Almost half a week after Indiana troopers responded to a car crash found abandoned in Noblesville, law enforcement have discovered the corpse of an elderly man in an adjacent solar field, some 200 yards from the site of the collision.
Officers were alerted of an unoccupied 2003 Toyota Corolla along Presley Drive north of Phillip Drive on Friday morning, Aug. 20. The vehicle was left totaled after colliding with two concrete barriers, however, no driver was found in its vicinity.
Authorities speculated that the motorist involved in the car crash had managed to shuffle out of the wreckage and walk away from the site of the accident, reported Indy Star.

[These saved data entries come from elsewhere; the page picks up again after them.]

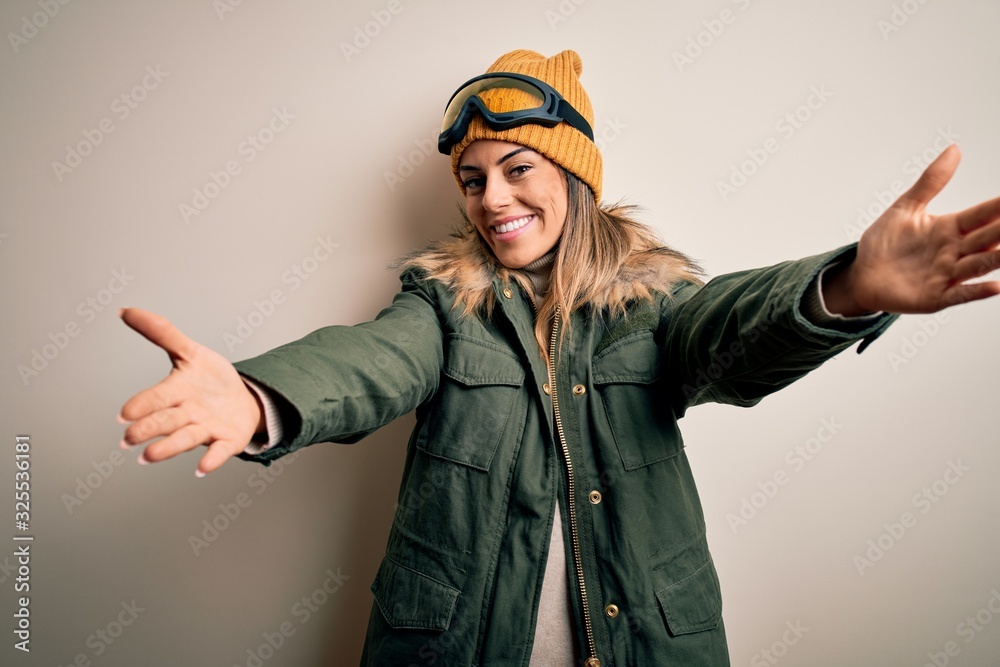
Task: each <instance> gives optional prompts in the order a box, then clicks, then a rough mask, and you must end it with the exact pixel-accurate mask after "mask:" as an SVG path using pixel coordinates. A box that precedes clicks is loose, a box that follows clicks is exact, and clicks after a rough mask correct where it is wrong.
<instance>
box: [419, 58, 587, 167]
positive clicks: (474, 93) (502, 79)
mask: <svg viewBox="0 0 1000 667" xmlns="http://www.w3.org/2000/svg"><path fill="white" fill-rule="evenodd" d="M495 89H514V90H520V91H522V92H525V93H527V105H528V106H527V107H526V108H524V109H519V110H516V111H505V112H502V113H496V112H493V111H490V109H489V107H487V106H486V103H485V102H483V100H482V99H480V97H479V95H480V94H481V93H484V92H486V91H488V90H495ZM477 112H478V113H479V114H480V115H481V116H482V117H483V120H484V121H486V124H487V125H488V126H489V127H490V128H491V129H493V130H496V131H501V130H508V129H510V128H513V127H518V126H520V125H526V124H528V123H532V124H535V125H542V126H544V127H555V126H556V125H558V124H559V123H561V122H563V121H565V122H566V123H568V124H569V125H570V126H571V127H573V128H575V129H577V130H579V131H580V132H582V133H583V134H584V135H586V137H587V138H588V139H590V140H591V141H593V140H594V131H593V129H591V127H590V123H588V122H587V119H586V118H584V117H583V116H582V115H581V114H580V112H579V111H577V110H576V109H574V108H573V107H572V106H571V105H570V103H569V102H567V101H566V100H565V99H563V96H562V95H560V94H559V92H558V91H557V90H556V89H555V88H553V87H552V86H550V85H549V84H547V83H545V82H544V81H539V80H538V79H535V78H533V77H530V76H525V75H524V74H514V73H512V72H493V73H491V74H483V75H481V76H477V77H476V78H474V79H470V80H469V81H467V82H466V83H465V85H463V86H462V87H461V88H459V89H458V90H457V91H456V92H455V94H454V95H452V96H451V99H450V100H448V106H446V107H445V111H444V119H443V120H442V121H441V134H440V135H439V136H438V150H439V151H441V152H442V153H444V154H445V155H448V154H449V153H450V152H451V149H452V146H454V145H455V144H457V143H458V142H460V141H461V140H462V138H463V137H465V133H466V132H468V131H469V123H471V122H472V119H473V117H474V116H475V114H476V113H477Z"/></svg>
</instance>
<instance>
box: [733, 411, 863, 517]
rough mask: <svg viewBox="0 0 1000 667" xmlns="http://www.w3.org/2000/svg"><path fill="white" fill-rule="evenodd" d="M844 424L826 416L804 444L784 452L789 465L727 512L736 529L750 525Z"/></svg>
mask: <svg viewBox="0 0 1000 667" xmlns="http://www.w3.org/2000/svg"><path fill="white" fill-rule="evenodd" d="M843 428H844V425H843V424H841V423H839V422H838V421H837V420H836V418H835V417H830V418H829V419H827V418H825V417H824V418H823V419H822V420H821V421H820V426H819V428H818V429H816V434H815V435H814V436H813V437H811V438H809V439H807V440H806V441H805V442H804V443H802V444H801V445H796V446H795V447H793V448H792V449H789V450H788V452H786V453H785V459H784V460H785V464H786V465H787V466H788V469H787V470H786V469H785V468H779V469H778V470H776V471H775V472H774V474H773V475H771V477H770V478H768V479H765V480H764V481H763V482H757V490H756V491H754V492H753V493H751V494H750V495H748V496H744V497H742V498H740V506H739V508H737V510H736V511H735V512H728V513H727V514H726V523H728V524H729V528H730V529H731V530H732V531H733V534H734V535H735V534H736V533H738V532H739V529H740V528H743V527H744V526H746V525H748V524H749V523H750V521H751V520H753V519H754V518H755V517H756V516H757V515H758V514H759V513H760V511H761V510H763V509H764V508H765V507H766V506H767V504H768V503H770V502H771V501H772V500H774V498H775V497H776V496H777V495H778V493H779V492H780V491H781V489H782V488H784V487H785V486H787V485H788V483H789V482H790V481H791V480H792V477H793V476H794V475H795V474H796V473H799V472H801V471H802V469H803V468H805V467H806V466H807V465H808V464H809V462H810V461H812V460H813V459H814V458H816V456H818V455H819V454H820V453H821V452H822V451H823V449H824V448H825V447H826V445H828V444H830V443H831V442H832V441H833V439H834V438H835V437H836V435H837V434H838V433H840V431H841V430H842V429H843Z"/></svg>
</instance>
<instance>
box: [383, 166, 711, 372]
mask: <svg viewBox="0 0 1000 667" xmlns="http://www.w3.org/2000/svg"><path fill="white" fill-rule="evenodd" d="M563 174H564V175H565V178H566V185H567V197H568V205H567V210H566V224H565V226H564V227H563V232H562V236H561V238H560V240H559V243H558V245H557V246H556V249H555V258H554V260H553V264H552V275H551V281H550V284H549V290H548V293H547V294H546V295H545V298H544V299H543V300H542V301H541V303H539V304H537V311H538V313H537V318H536V322H535V339H536V340H537V342H538V346H539V348H540V350H541V352H542V356H543V357H544V358H546V359H547V358H548V353H549V343H550V340H551V335H552V326H553V322H554V319H555V315H556V313H557V312H559V313H561V316H560V321H561V324H560V340H561V339H562V338H563V337H564V336H565V335H568V334H569V332H570V330H571V327H572V324H571V319H570V318H569V317H566V315H567V314H568V313H572V312H574V311H577V310H581V309H584V308H588V309H590V311H591V312H592V314H594V315H598V314H602V313H603V314H605V315H608V316H611V317H615V316H622V317H624V316H626V314H627V309H628V304H629V302H631V301H634V300H637V299H652V296H653V293H654V292H661V293H666V294H669V293H670V290H671V287H672V286H673V285H674V284H675V283H677V282H678V281H690V282H694V283H698V284H701V283H702V282H703V276H704V272H703V271H702V269H701V267H699V266H698V264H697V263H696V262H695V261H694V260H692V259H691V258H690V257H688V256H687V255H685V254H683V253H681V252H678V251H677V250H674V249H673V248H670V247H668V246H666V245H664V244H663V242H662V241H660V239H659V238H658V236H657V234H656V232H655V231H653V230H652V229H651V228H650V227H648V226H647V225H645V224H643V223H642V222H639V221H638V220H637V219H636V218H637V212H638V208H637V207H635V206H632V205H624V204H621V203H617V204H612V205H603V206H598V205H597V203H596V202H595V200H594V193H593V190H591V189H590V186H588V185H587V184H586V183H584V182H583V181H581V180H580V179H579V178H577V177H576V176H574V175H573V174H572V173H570V172H568V171H566V170H565V169H563ZM460 210H461V212H462V216H463V218H464V219H465V222H466V225H465V227H464V228H463V229H460V230H457V231H456V232H454V233H453V234H452V236H451V238H450V239H448V240H446V241H444V242H441V243H438V244H435V245H433V246H431V247H430V248H428V249H426V250H423V251H421V252H419V253H416V254H414V255H411V256H410V257H408V258H406V259H404V260H403V261H402V262H401V263H400V264H401V266H403V267H418V268H421V269H423V270H425V271H426V272H427V274H428V277H430V278H435V279H438V280H440V281H442V282H443V283H444V284H445V285H447V286H448V287H449V288H450V289H451V290H452V291H453V292H454V294H455V306H456V307H457V308H461V309H462V315H463V316H471V315H474V314H476V313H481V314H482V315H484V316H485V317H489V316H490V315H491V313H492V311H493V308H494V307H495V305H496V294H495V292H494V290H493V286H492V281H493V278H495V277H499V278H501V279H502V280H504V281H506V282H510V281H516V282H517V283H519V284H520V285H521V286H522V287H524V289H525V290H527V293H528V294H533V293H534V288H533V286H532V284H531V281H530V279H529V278H528V275H527V273H526V272H525V271H522V270H519V269H509V268H507V267H505V266H503V265H502V264H501V263H500V262H499V260H497V258H496V256H495V255H494V254H493V250H492V249H491V248H490V247H489V244H487V243H486V241H485V239H483V238H482V236H481V235H480V234H479V232H478V231H477V230H476V228H475V225H473V224H472V221H471V220H470V219H469V217H468V215H467V213H466V211H465V209H464V207H463V208H460Z"/></svg>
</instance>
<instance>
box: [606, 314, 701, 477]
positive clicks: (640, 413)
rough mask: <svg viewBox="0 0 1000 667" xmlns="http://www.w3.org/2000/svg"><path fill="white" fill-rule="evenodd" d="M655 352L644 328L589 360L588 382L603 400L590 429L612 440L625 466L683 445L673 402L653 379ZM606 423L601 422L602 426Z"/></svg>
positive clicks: (668, 458) (638, 468) (657, 349)
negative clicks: (604, 420)
mask: <svg viewBox="0 0 1000 667" xmlns="http://www.w3.org/2000/svg"><path fill="white" fill-rule="evenodd" d="M661 375H662V364H661V362H660V351H659V348H658V347H657V345H656V341H654V340H653V333H652V332H651V331H648V330H642V331H637V332H635V333H633V334H629V335H628V336H625V337H623V338H621V339H620V340H618V341H616V342H615V343H613V344H612V345H611V346H609V347H607V348H605V349H604V350H602V351H601V352H600V353H598V354H597V356H595V357H594V361H593V377H594V385H595V386H596V388H597V391H598V393H599V394H600V396H601V399H602V402H603V404H604V410H603V413H604V414H603V416H604V417H605V418H606V420H607V421H606V422H603V423H602V420H601V419H600V417H601V416H602V415H601V414H600V413H601V411H600V410H597V411H596V413H597V416H596V417H595V419H596V421H597V424H596V427H597V428H598V429H599V430H600V431H603V430H604V428H607V431H608V432H606V433H603V434H602V435H604V436H605V437H608V438H611V439H613V440H614V442H615V445H616V446H617V448H618V453H619V454H620V455H621V459H622V464H623V465H624V466H625V469H626V470H638V469H639V468H644V467H646V466H648V465H652V464H654V463H657V462H659V461H664V460H666V459H669V458H672V457H674V456H676V455H677V454H678V453H679V452H680V451H681V449H682V448H683V444H682V440H681V434H680V431H679V430H678V429H677V419H676V415H675V414H674V409H673V405H672V403H671V402H670V400H669V399H668V397H667V395H666V392H665V391H664V389H663V386H662V383H661V382H660V381H659V380H660V379H661ZM605 424H606V426H605Z"/></svg>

Upon checking the vehicle's plate number, it was found that the car belonged to 62-year-old Jeffrey Beeson. Authorities shortly launched a search for Beeson after they notified his family and they confirmed that the middle-aged man had never made it back home.
Officers found Beeson's corpse on Monday, with the help of the police department's drone, at a solar field some 200 yards away from the area of the abandoned car crash. An autopsy by the Hamilton County Coroner’s Office confirmed that he died from injuries related to a car crash.
In a similar but unrelated story, a caretaker from North Carolina has been charged with murder on Monday, Aug. 23, after the health worker deliberately left a patient in a hot car for five hours leading to the victim's death.
Briea D. Askew, a 29-year-old caretaker from Greensboro, North Carolina, has been arrested on Monday for second-degree murder in the death of a cerebral palsy patient, according to Kiro7.
The 21-year-old woman, whom Askew was supposed to look after, was reportedly rushed to Wake Forest Baptist Health High Point Medical Center on Aug, 10 with a high fever of over 110 degrees after being found unconscious in a car abandoned in the heat. She was pronounced dead by the hospital hours later.
High Point Police officers are currently investigating what led to the patient’s death, including why Askew would leave the woman in the hot car unsupervised for so long, according to Law&Order.
“During the course of the investigation, it was determined that the victim was left outside in a vehicle unattended for approximately five hours. Excessive heat and humidity contributed to the death, along with the vehicle not having air conditioning,” the police said in a statement.
The temperatures on Aug, 10 reached 90 degrees, which would have added to the heat that was experienced by the cerebral palsy patient, the New York Daily News reported.
Hot car deaths usually happen to unsupervised children, who are usually easy for parents to forget as they do their errands. Currently, 16 kids this year were have died after being left inside of hot cars; last year’s numbers were at 25, according to the National Safety Council.
Askew was detained at the Guilford County Jail before she posted a $200,000 bail for release before her trial. She has not made any comment on her situation or given context as to why she left the patient unsupervised.